Biden warns Israel against Iran strike

Los Angeles Times

WASHINGTON – Vice President Joe Biden issued a high-level admonishment to Israel’s new government Tuesday that it would be “ill advised” to launch a military strike against Iran.

Biden said in a CNN interview that he does not believe newly installed Israeli Prime Minister Benjamin Netanyahu would take such a step. Even so, his comment underscored a gap between the conservative new Israeli government and the Obama White House on a series of questions, including the Israeli-Palestinian peace process and Iran.

Although the Obama administration has made a series of recent overtures to Iran, the Israelis have grown more confrontational out of concern that the Islamic republic’s increasing nuclear know-how could one day become an existential threat.

Netanyahu signaled several times during his election campaign that he would not tolerate a nuclear-armed Iran.
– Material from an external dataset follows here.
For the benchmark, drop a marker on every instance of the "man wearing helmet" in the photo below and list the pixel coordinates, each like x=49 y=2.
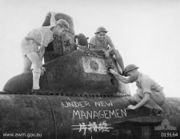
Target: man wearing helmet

With his brief comment Tuesday, Biden became the highest-ranking administration official to caution the Jewish state against a military strike. In the interview, Biden was asked whether he was concerned that Netanyahu might strike the Iranian nuclear facilities.

“I don’t believe Prime Minister Netanyahu would do that. I think he would be ill-advised to do that,” Biden said. “And so my level of concern is no different than it was a year ago.”

However, many U.S. officials believe Israel is serious. Army Gen. David H. Petraeus, head of U.S. forces in the Middle East, told senators earlier this month that the Israeli government may be “so threatened by the prospect of an Iranian nuclear weapon that it would take pre-emptive military action to delay or derail it.”